Nel 1457 gli abitanti della cittadina attaccarono e distrussero la rocca della Cervara, riuscendo così ad affrancarsi definitivamente dal dominio della famiglia Monaldeschi, che più volte aveva attentato alle libertà comunali. Nel 1494 tentarono di opporsi alle truppe di Carlo VIII che, scendendo lungo la penisola per rivendicare il regno di Napoli, avevano occupato il borgo di Rota; Civita fu allora bombardata per un giorno e una notte e infine saccheggiata. Il libero comune ebbe termine nel 1496, quando papa Alessandro VI (Rodrigo Borgia) impose alla cittadina un governo di Cardinali-Governatori, cui seguì nel 1612 quello della Delegazione Apostolica di Viterbo, che gli restituì gli antichi Statuti Comunali.

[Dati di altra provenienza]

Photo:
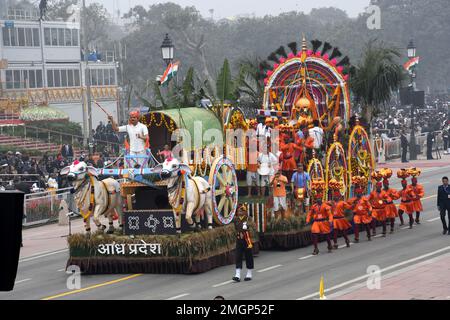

Il 1695 fu un anno decisivo nella storia di Bagnorea: un violentissimo terremoto causò ingentissimi danni e il crollo di una grossa parte del pianoro tufaceo su cui sorgeva la città, isolandola dal borgo di Rota, l’odierna Bagnoregio, e dando il via al progressivo abbandono di quella che oggi si chiama Civita. La cittadina tornò protagonista della storia nel 1867 quando un esercito di volontari garibaldini lasciò Orvieto, ormai territorio italiano, per tentare di occupare Viterbo, nel tentativo di liberare lo Stato Pontificio e unirlo al Regno d’Italia, contando sul sollevamento delle popolazioni locali. Invece i bagnoresi, contrariamente alle aspettative, ostacolarono l’avanzata dell’esercito patriottico al grido di “viva Pio IX”, costringendolo ad asserragliarsi nel convento di S. Francesco, dove i dragoni pontifici riuscirono infine a sopraffarli. Un sacrario realizzato nel 1891 raccoglie le ossa di tredici dei garibaldini caduti nella battaglia.

Nel 1922 alla città di Bagnorea fu restituito l’antico nome di Bagnoregio e nel 1986 la sua diocesi unita a quella di Viterbo.

Civita di Bagnoregio ha oggi solo 16 abitanti residenti. Vi si può accedere, solo a piedi e pagando un biglietto d’ingresso, attraverso il viadotto in cemento armato lungo 300 m che la unisce alla moderna Bagnoregio. E’ uno dei siti turistici più visitati del viterbese, con oltre 800.000 visitatori nel 2017.